Based on the popularity of the top artists

  1. Does the artist’s popularity affect the music’s popularity?

  2. Do audio features (danceability, energy, valence, tempo, loudness, etc.) significantly relate to popularity?

  3. Which audio features (danceability, energy, valence, tempo, loudness, etc.) have the strongest relationship with popularity?

  4. Do instrumental or acoustic songs perform worse than vocal or electronic songs?

  5. Does speechiness (rap-like lyrics) correlate positively or negatively with popularity?

  6. Does release timing (year) influence popularity? (based on two different time periods: the difference between 2010-2020 and 2010 backward into the past.)?

4.2 What types of plots and tables will help you to illustrate the findings to your questions?

We plan to utilize various tables and plots to visualize our data.

  • We would like to use a “Bar Chart” to rank the top 10 artists by total popularity. We can also visualize the top 10 least popular artists in the same fashion.

  • We will also utilize other charts such as “Correlation Plot” to see similar attributes within the data set. “Boxplots” to visualize outliers and visualize two factors being compared to one another. Finally, we plan on utilizing “Heat Maps” as a visualization, where the color of each variable will stand out compared to other attributes within the data. This will easily distinguish the attributes with one another.

4.3 What do you not know how to do right now that you need to learn to answer your questions?

  • We want to learn how to use correlation plots and heat maps to better visualize relationships between musical features and song popularity.

  • Handle year and time-related variables effectively, whether to group songs by decade, segment by pre/post social media era, or account for delayed popularity trends.

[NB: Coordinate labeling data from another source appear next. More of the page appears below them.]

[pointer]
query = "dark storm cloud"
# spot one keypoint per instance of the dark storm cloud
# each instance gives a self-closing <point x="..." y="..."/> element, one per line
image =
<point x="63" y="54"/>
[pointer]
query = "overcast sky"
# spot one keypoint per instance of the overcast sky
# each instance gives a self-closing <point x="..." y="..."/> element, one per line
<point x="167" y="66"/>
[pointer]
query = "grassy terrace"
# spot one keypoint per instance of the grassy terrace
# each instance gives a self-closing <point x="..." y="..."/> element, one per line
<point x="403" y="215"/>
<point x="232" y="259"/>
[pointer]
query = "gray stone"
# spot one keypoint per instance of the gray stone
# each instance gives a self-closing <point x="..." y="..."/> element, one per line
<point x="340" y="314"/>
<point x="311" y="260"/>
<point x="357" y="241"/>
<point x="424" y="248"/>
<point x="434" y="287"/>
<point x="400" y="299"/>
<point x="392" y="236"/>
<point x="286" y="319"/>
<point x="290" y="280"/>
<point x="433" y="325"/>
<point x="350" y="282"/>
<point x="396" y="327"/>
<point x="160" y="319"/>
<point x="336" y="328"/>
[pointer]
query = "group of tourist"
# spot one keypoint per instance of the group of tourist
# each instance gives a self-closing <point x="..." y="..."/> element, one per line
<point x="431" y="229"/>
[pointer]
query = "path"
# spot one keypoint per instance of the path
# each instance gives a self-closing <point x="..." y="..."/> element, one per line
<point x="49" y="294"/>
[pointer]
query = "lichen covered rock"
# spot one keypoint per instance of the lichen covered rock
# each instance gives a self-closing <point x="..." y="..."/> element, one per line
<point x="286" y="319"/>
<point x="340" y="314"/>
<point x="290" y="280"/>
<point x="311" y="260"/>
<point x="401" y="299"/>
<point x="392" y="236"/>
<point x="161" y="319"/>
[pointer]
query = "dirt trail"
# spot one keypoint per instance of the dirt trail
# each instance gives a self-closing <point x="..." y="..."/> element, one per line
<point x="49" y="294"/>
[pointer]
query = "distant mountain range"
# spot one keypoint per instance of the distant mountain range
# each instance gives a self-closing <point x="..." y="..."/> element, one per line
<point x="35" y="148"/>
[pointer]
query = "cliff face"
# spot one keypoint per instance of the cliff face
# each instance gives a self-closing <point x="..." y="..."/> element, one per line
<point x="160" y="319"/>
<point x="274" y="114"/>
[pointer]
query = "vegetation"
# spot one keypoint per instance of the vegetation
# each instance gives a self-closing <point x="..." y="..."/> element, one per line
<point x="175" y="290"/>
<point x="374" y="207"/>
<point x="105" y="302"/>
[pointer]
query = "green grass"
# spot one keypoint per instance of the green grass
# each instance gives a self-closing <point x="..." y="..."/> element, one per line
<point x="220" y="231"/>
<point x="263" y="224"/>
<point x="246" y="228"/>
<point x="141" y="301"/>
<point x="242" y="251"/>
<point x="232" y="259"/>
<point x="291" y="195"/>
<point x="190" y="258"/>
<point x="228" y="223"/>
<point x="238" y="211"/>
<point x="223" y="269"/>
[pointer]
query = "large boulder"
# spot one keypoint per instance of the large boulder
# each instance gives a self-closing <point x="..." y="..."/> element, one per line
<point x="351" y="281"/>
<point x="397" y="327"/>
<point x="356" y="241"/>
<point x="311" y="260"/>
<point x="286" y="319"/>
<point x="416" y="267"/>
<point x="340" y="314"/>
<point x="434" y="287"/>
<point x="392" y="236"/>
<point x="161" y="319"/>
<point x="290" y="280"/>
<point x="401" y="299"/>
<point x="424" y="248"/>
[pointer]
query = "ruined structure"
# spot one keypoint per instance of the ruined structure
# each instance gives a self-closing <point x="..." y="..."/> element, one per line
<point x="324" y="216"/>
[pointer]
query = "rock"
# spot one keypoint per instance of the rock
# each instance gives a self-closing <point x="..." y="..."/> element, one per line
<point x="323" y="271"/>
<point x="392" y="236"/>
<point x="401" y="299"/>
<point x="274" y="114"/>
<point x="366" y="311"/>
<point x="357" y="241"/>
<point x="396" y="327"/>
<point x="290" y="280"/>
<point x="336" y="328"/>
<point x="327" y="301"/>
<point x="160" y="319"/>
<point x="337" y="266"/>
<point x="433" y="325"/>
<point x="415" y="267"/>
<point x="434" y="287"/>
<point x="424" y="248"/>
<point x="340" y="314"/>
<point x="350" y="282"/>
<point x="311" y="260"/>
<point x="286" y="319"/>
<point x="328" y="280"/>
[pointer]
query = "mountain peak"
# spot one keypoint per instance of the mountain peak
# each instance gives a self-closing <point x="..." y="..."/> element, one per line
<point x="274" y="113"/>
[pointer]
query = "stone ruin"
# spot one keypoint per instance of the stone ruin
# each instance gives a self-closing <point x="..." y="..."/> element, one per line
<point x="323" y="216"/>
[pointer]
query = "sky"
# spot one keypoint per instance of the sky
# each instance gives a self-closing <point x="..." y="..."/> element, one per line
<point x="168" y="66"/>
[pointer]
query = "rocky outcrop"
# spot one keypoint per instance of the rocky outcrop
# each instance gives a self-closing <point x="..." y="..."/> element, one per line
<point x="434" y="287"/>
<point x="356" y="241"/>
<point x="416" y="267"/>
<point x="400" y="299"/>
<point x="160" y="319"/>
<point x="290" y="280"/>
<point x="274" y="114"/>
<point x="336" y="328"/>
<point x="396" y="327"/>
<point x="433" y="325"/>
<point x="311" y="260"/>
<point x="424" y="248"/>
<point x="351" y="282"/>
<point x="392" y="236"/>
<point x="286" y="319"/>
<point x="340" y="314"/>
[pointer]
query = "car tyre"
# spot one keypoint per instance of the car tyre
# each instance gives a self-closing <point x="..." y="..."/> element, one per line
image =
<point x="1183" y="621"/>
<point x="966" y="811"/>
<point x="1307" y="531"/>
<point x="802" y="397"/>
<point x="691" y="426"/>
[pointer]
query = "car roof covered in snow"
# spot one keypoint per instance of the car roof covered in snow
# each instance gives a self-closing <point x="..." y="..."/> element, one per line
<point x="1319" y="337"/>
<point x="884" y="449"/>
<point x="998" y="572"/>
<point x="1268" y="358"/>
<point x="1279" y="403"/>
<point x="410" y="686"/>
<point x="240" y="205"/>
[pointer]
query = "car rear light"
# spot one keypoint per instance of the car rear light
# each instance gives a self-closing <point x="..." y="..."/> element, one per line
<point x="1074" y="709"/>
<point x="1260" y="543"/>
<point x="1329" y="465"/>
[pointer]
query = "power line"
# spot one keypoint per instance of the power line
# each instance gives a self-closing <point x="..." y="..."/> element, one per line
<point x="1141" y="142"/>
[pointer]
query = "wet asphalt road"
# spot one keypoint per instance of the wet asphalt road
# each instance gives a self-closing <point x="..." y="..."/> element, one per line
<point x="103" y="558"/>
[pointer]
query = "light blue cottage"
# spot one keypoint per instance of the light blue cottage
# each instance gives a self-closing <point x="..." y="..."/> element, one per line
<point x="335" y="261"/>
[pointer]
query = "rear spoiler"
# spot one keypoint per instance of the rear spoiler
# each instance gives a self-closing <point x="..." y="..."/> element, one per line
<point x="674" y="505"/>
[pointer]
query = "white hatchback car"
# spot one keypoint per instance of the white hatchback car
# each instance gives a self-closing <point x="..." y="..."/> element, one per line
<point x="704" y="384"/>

  • Apply clustering methods (e.g., K-means or hierarchical clustering) to group songs based on musical characteristics.

  • Implement Principal Component Analysis (PCA) to reduce dimensionality and visualize the underlying structure of our data set.

  • We are unsure how to measure artist popularity without bias from song count. We need to learn how to design a fair composite or normalized metric.

4.4 Do you plan on incorporating any machine learning techniques (i.e. linear regression, discriminant analysis, cluster analysis) to answer your questions?

  • We plan to use linear regression, to identify the key factors that influence a song’s popularity, both across different time periods and specifically within the top 10 most popular artists. This focus allows us to uncover general trends in musical success while also analyzing the unique characteristics and strategies of leading artists.

  • Linear regression provides an interpretable coefficient from data involving statistical tests and intervals. Additionally, we can alternatively incorporate other ML algorithms such as K-means, linear vectors, and decision trees to predict and influence consumer’s taste in music.